Pemetrexed is predominantly used for the treatment of pleural mesothelioma and already has a respected role in treating metastatic non-small-cell lung cancer. It has a chemical structure similar to folic acid, and prohibits the development of DNA and RNA by preventing the formation of the nucleotide bases.

Prof Françoise Mornex, head of the ‘Department of Radiotherapy Oncology at Centre Hospitalier Lyon Sud’ and colleagues carried out the first trial of the drug in combination with radiotherapy and cisplatin chemotherapy in cancer patients with stage three lung cancer (locally advanced, and not where the cancer had spread ‘metastatic’).

The trial consisted of 9 patients with no surgical intervention but stage 3 non-small-cell lung cancer. Firstly – they were administered two cyclesof chemotherapy, 3 weeks apart, with 500 mg/m2 of pemetrexed and 75 mg/m2 of cisplatin. This was proceeded by two cycles of combined chemotherapy and radiotherapy, where doses of pemetrexed began at 400 mg/m2 and were then escalated to 500mg/m2 and 600 mg/m2. Cisplatin and radiotherapy at 66 Gy/33 Gy fractions over 7 weeks stayed constant.’
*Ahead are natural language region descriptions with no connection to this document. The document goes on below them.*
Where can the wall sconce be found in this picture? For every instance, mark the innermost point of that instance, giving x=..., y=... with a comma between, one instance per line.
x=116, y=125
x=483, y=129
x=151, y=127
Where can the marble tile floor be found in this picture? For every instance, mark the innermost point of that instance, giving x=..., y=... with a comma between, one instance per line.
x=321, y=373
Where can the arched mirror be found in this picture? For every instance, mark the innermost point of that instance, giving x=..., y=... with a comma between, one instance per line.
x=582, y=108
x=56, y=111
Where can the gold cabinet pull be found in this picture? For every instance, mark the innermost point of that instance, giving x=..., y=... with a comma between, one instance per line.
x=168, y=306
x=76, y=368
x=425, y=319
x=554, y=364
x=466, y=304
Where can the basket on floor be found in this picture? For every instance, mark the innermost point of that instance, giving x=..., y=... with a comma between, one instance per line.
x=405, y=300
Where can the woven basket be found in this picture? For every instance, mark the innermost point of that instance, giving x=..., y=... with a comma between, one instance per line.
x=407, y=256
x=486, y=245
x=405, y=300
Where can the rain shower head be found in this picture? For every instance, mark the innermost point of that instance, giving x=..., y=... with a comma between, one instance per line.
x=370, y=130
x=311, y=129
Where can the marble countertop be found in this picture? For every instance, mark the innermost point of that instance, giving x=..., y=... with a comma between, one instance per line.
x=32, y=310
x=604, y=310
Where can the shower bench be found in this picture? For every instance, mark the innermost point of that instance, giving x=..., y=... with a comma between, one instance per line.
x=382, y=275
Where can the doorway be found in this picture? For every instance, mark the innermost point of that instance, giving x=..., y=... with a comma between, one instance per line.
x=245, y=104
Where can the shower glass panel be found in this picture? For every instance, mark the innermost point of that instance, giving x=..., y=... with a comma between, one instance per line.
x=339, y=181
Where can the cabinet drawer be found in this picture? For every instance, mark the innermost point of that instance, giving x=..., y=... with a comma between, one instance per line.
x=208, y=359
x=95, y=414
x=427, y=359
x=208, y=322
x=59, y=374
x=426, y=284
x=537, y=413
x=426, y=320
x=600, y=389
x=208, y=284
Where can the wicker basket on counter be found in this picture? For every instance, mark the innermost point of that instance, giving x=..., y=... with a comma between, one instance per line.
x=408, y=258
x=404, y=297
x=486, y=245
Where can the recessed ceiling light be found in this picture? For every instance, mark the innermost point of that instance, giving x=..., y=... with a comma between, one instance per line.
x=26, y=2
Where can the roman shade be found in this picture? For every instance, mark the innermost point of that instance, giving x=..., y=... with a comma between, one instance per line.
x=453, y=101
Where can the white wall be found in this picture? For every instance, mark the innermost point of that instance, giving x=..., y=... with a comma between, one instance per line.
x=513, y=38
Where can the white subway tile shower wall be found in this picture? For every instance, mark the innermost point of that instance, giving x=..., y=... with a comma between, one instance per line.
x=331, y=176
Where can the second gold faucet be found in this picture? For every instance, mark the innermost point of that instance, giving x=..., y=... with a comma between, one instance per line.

Out of ten patients that commenced treatment, one was omitted from the trial before dose accumulation as a result of disease progression. Out of the remaining 9 however, seven participants completed all 4 phases of chemotherapy, and 8 completed radiotherapy treatment.

Only one patient experienced toxicity on the highest dose of pemetrexed, which was recorded as a grade 4 septic shock.

These particular doses of Pemetrexed were considered to be well-tolerated when given along side  with cisplatin and radiotherapy.It seems to be the only 3rd generation agent that can be favourably recommended safely at the maximumtrials with concurrent radiotherapy.

According to Professor Mornex who led the trial, these findings are important as most of the time, when combining radiation and chemotherapy concurrently, the dose of chemotherapy must be minimised somewhat due to excessive toxicity. The potential problem this presents though – is that by decreasing the chemotherapy dose, one reduces the capability of the chemotherapy on micro metastases and on the primary tumor. However – concerning pemetrexed, the tolerance is acceptable and allows for high cytotoxic doses during radiation, thus improving the chance of destroying cancerous cells.

Professor Mornex added – “This trial will have a positive impact on clinical practice in the near future,and this regimen is already being studied in several ongoing clinical trials around the world; it may become the treatment of choice in the future, for concurrent chemo-radiation schemes.”